Eeeeeeeeeeeennnnngggg! Wrong. The archaeological evidence does not tell us that. The standard interpretation of the evidence, propogated by most secular and christian archaeologists, tells us that.
That is a very important distinction. A distinction that every Biblicist should automatically make.
Folks, the archaeological evidence does not demand that we accept that post-flood civilzation has been around since before 3000 BC, any more than the astronomical or geological evidence requires us to believe the earth is billions of years old. Just as there are alternative explanations for geological and astronomical evidence that fit within the Bible's framework, so there are alternative explanations for the archaeological evidence, which conform to the Bible's chronology. Explanations which start with Biblical assumptions, instead of taking for granted what the archaeologists say.

Let me illustrate this. When we approach the Bible, we need to ask, "What does it say?" This includes reading Genesis 11. According to all the normal rules of hermenutics, we conclude that the genealogy is also a chronology -- a chronogenealogy. When most Biblical Archaeologists (even young-earth, global flood ones) read this passage, they are keeping in mind what they already "know" to be true from archaeology (that is, the accepted interpretation of the evidence). In other words, they are not asking, "What does the text say?" But rather, "How does the text NOT say something I know it can't say (because it's not true -- science has proved that)?"
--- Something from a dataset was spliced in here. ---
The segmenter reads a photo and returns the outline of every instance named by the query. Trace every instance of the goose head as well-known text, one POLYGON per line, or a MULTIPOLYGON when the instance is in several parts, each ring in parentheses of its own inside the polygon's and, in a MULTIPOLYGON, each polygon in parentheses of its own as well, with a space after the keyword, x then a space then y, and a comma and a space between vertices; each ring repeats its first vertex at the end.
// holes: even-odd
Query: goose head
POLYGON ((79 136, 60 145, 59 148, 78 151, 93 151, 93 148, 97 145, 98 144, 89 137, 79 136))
This is what we should be asking. "So, the Bible says one thing, and the scientists say something else. What mistakes have the scientists made in their reasoning that has led to their erronious conclusion?"

1 comment:

Nathaniel said...

Yeah, it's not really that hard to figure things out. You just have to start in the right place! Science will NEVER disprove the bible, if it looks like it does, then that is a sure sign that you need to re-evaluate your theory or facts.